Förderkreis Sozialpsychiatrie
Umzug nach Mecklenbeck-Mitte

Münster-Mecklenbeck -

Die Reha-Einrichtung des Vereins „Förderkreis Sozialpsychiatrie“ wird in absehbarer Zeit von der Gartenstraße nach Mecklenbeck verlagert: Am Elisabeth-Hürten-Weg ist ein moderner Neubau geplant.

Freitag, 26.05.2017, 20:05 Uhr

Lageplan-Check auf dem frisch erworbenen Grundstück (v.l.): Ulrich Hohenbrink, Sabrina Sajtos und Christine Annen machen sich vor Ort mit den Projekt-Areal vertraut, das sich in der Nachbarschaft der im Hintergrund zu sehenden Mecklenbecker Feuerwache befindet.
Lageplan-Check auf dem frisch erworbenen Grundstück (v.l.): Ulrich Hohenbrink, Sabrina Sajtos und Christine Annen machen sich vor Ort mit den Projekt-Areal vertraut, das sich in der Nachbarschaft der im Hintergrund zu sehenden Mecklenbecker Feuerwache befindet. Foto: sch

Der Verein „Förderkreis Sozialpsychiatrie“ (FSP) zieht im kommenden Jahr mit seiner medizinischen Reha-Einrichtung für Patienten mit psychischen Erkrankungen von der Gartenstraße nach Mecklenbeck um: Auf einem rund 1875 Quadratmeter großem Areal, das sich am Elisabeth-Hürten-Weg direkt neben der Feuerwache befindet, ist ein moderner Neubau geplant. Die Verwirklichung des Projekts schlägt laut FSP-Vorstand Ulrich Hohenbrink mit Kosten in Höhe von 4,9 Millionen Euro zu Buche.
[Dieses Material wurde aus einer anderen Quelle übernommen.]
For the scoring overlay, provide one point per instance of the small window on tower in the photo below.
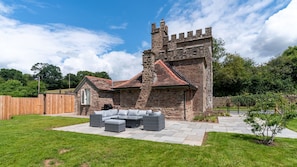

„Wir hoffen, dass der erste Spatenstich bereits im Sommer erfolgen kann“, unterstreicht Hohenbrink. Der Kaufvertrag für das städtische Grundstück sei am Freitag vergangener Woche unter Dach und Fach gebracht worden. Die Baugenehmigung liege bereits vor. Auch die Ausschreibung für das Neubau-Projekt, das von der Deutschen Fernsehlotterie mit einem Zuschuss von mehr als 300 000 Euro gefördert werde, sei schon angelaufen.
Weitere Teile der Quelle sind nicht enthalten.